Con unos cuatro millones de habitantes, Ecatepec tiene una cifra de 35,9 homicidios por cada 100.000 habitantes, lo que triplica la media nacional, y registró además en los últimos años una preocupante escalada de femicidios, así como altos índices de pobreza.

"Sabemos lo que significa ser seducidos por el dinero, la fama y el poder. Por eso, la Iglesia nos regala este tiempo, nos invita a la conversión con una sola certeza". "En una familia o en una sociedad corrupta es el pan que se les da de comer a los propios hijos. La búsqueda de prestigio con base en la descalificación continua y constante de los que no son como uno". "Experimentamos en nuestra propia carne o en la de nuestra familia, en la de nuestros amigos o vecinos, el dolor que nace de no sentir reconocida esa dignidad que todos llevamos dentro". El papa Francisco. Durante su visita a México


El Papa también se refirió al sufrimiento que se experimenta en la propia carne o en la de la familia, en la de los amigos o vecinos, "el dolor que nace de no sentir reconocida esa dignidad que todos llevamos dentro".

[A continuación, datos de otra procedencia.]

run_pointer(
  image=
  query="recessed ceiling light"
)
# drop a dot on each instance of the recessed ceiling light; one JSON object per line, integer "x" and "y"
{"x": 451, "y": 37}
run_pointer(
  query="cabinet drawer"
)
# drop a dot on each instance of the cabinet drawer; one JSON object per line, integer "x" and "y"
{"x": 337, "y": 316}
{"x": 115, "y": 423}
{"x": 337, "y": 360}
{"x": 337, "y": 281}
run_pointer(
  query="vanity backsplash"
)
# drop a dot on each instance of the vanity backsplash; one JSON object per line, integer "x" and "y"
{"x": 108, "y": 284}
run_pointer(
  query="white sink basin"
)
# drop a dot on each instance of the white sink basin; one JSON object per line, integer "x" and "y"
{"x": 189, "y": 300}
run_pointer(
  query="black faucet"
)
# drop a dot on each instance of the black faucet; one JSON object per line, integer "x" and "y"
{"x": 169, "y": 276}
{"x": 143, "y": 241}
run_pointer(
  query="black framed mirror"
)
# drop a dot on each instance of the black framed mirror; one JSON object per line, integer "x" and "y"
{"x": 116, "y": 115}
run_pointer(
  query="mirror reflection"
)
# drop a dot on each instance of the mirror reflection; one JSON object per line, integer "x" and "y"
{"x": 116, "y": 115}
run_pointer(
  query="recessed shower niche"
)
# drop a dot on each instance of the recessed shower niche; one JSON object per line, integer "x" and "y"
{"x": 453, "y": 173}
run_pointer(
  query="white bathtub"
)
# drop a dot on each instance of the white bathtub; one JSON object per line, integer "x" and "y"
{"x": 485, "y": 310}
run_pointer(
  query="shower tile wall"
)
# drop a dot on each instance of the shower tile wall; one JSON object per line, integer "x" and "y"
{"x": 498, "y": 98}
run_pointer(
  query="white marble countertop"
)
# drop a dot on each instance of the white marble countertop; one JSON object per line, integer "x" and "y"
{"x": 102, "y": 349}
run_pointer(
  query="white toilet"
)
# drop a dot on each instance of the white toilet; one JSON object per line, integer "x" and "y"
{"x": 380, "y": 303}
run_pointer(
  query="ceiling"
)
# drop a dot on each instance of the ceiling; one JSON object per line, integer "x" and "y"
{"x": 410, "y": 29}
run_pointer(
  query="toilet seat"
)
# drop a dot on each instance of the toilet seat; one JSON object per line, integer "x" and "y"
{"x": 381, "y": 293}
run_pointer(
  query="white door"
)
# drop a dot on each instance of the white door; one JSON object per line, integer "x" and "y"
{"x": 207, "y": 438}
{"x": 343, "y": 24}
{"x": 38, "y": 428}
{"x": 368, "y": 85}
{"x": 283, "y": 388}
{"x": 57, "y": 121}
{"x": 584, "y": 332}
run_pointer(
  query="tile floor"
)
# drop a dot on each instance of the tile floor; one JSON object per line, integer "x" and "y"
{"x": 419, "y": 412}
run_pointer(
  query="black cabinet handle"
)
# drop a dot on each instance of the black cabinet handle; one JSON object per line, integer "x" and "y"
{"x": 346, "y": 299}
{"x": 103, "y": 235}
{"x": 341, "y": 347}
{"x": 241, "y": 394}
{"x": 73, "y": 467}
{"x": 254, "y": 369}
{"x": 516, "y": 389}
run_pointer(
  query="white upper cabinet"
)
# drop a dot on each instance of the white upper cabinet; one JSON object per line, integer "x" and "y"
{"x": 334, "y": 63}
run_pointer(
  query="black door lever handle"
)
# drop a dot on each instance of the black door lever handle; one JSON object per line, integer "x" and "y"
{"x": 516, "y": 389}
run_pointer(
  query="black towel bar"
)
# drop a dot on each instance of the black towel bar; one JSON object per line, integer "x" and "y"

"Cuántas veces hemos tenido que llorar y arrepentirnos por darnos cuenta de que no hemos reconocido esa dignidad en otros", exclamó. Por ello, indicó que la "Cuaresma es tiempo para ajustar los sentidos y abrir los ojos frente a tantas injusticias que atentan directamente contra el sueño y proyecto de Dios".

El sumo pontífice lamentó "la búsqueda exacerbada de esos cinco minutos de fama que no perdona la fama de los demás, haciendo leña del árbol caído", y nombró luego la tercera tentación: "el orgullo", el "ponerse en un plano de superioridad del tipo que fuese, sintiendo que no se comparte la vida común de los mortales".

Por ello, Francisco recordó a los fieles que los católicos han "optado por Jesús y no por el demonio", aunque "no es fácil".

"Nos lo tenemos que meter en la cabeza: con el demonio no se dialoga porque sólo la fuerza de la palabra de Dios le puede derrotar", agregó improvisando sobre el discurso escrito.